In a given state, only the non exported maximal transitions and interactions are allowed. During their execution, non maximal exported transitions or interactions are executed according to the hierarchy of connectors in the model.

The execution of an enabled transition modifies the current state as follows:

  • marking of Petri nets are modified according to the triggering and target places of transitions, i.e. marks are removed from triggering places and are set in target places
  • variables are modified by the code associated with the transition.


If a place is both a triggering and a target place for a transition, its mark remains unchanged.

An interaction ‘p1,p2,...,pN‘ of a connector C, considering a particular combination of values for its ports, modifies the model state as follows.

First, the instructions associated with the down transfer function are performed for the values of the involved ports p1, ..., pN. Then, the state is modified according to the execution of ports p1, ..., pN.

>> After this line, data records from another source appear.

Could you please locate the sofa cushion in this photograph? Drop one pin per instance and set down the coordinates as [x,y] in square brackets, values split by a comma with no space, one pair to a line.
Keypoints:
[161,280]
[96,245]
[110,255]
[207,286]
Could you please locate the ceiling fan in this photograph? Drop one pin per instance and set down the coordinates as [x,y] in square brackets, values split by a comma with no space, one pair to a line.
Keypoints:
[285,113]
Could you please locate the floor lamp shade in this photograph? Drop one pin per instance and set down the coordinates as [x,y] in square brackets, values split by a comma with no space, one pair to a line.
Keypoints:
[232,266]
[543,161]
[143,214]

  • The execution of an atom port is equivalent to the corresponding transition.
  • The execution of a compound port corresponds to the execution of the corresponding port.
  • The execution of a connector port corresponds to the execution of the corresponding interaction.


The execution of an interaction corresponds to the execution of at most one transition of each atom of the model. Since atoms have disjoint sets of variables and places, the state of the model resulting from the execution of an interaction is independent from the order of execution of the involved atoms.